During my gap year after my undergrad, my plans to get field experience were marred by going in and out of lockdowns and COVID-19 restrictions. When I started my MA in Public History in 2022 I audited some classes in cultural heritage management and more archaeology, including Brendan O’Neill’s Material Culture module from UCD’s MSc in Experimental Archaeology. This was a module where, over a number of weeks, students produced stone adzes. Brendan probably saw my lack of knowledge (and acrylic nails) and did me a favour by giving me one that was most likely a student’s from a previous year to polish up. My perfect stone adze was a marvel to students after the first class.

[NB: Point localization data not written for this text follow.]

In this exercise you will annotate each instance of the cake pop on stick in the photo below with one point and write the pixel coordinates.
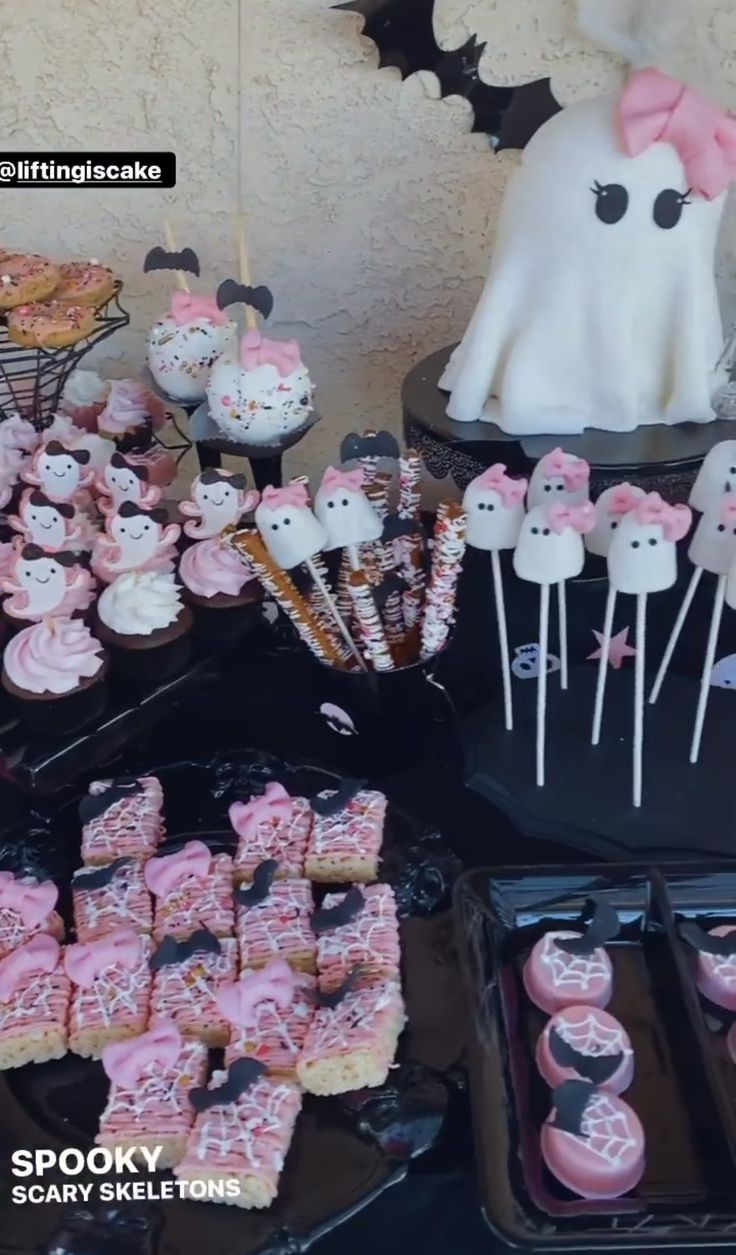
(642, 560)
(293, 536)
(494, 505)
(549, 551)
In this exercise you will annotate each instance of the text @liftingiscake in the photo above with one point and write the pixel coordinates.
(136, 1164)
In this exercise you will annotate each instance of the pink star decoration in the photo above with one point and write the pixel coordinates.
(617, 650)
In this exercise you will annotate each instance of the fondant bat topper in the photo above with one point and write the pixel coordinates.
(160, 259)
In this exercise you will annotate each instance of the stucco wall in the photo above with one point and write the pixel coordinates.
(371, 205)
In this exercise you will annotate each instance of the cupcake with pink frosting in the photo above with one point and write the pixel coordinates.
(54, 672)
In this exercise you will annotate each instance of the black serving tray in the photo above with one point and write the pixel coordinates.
(682, 1091)
(346, 1151)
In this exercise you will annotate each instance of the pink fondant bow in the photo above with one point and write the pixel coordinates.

After graduation I gained the position of Administrative Assistant with The Discovery Programme. Some of the team at the Irish Archaeology Field School are members of The Discovery Programme’s Board of Directors and they kindly invited me to participate in my first excavation at the Monastic Midlands research project as part of my Continuing Professional Development.
After an initial rocky start – joining the excavation during its second week meant I didn’t know how to access the site which led to me walking back-and-forth through waist-high grass, ducking under barbed wire, dodging cows that were curiously following me, and a comically timed rain shower – I found the site, the medieval Clonoghil Castle on the outskirts of Birr, Co. Offaly. I returned the following day to join the excavation. Directed by Dr Denis Shine and Dr Stephen Mandal, the Monastic Midlands research project arises from a longstanding relationship with Offaly County Council and several local communities in the Midlands. The project studies the landscape, earthworks, buildings, folklore, artefacts, and buried human remains of different anchor sites located around Birr, a charming town in Offaly.
Clonoghil Castle is one of three known medieval monuments in Birr. The excavation leaders estimate that the poorly preserved masonry remains of the site are of a medieval hallhouse, due to the stronger lower defensive walls of the structure.
Some parts of the field school I enjoyed more than others. I carried out elevation drawings on the north-east side of the structure where the ground falls away steeply on the southern bank of the Camcor River. I also participated in some photogrammetry and drone flying on a nearby site, which was something that I was particularly interested in learning more about given The Discovery Programme’s innovative approaches to survey and recording.
There were two trenches at the site – one across the south-eastern side where the bank/ditch are most obvious and another inside the interior of the structure. It was in this interior trench that I mostly worked, digging a sondage alongside an American biochemistry student named Will Zheng. It was in this sondage where, over a number of days, I trowelled countless amounts of soil into my face and was bitten by countless bugs. On the second day I did start to use the bug spray that my CEO had suggested I buy but by that time it was too late.
There were a few key takeaways from the excavation. I had always been under the impression that archaeological and historical fields attracted eccentric people – but it turns out there’s no-one else I would rather spend 6 hours a day digging with! I will also never be able to forget the sound of the many times I accidentally trowelled over a rock. Perhaps the biggest surprise from this experience was that my Dad was right with his teasing – I did “dig holes” (well, a sondage!) with the trowel and it wasn’t just for removing some topsoil or picking some dirt from some mortar like I previously thought. However, I stuck by it and not once did I think about throwing in the trowel.
Special thanks to Dr Stephen Mandal, Dr Denis Shine, Richard Reid, Dan O’Meara and all associated staff from the Irish Archaeology Field School for a great experience.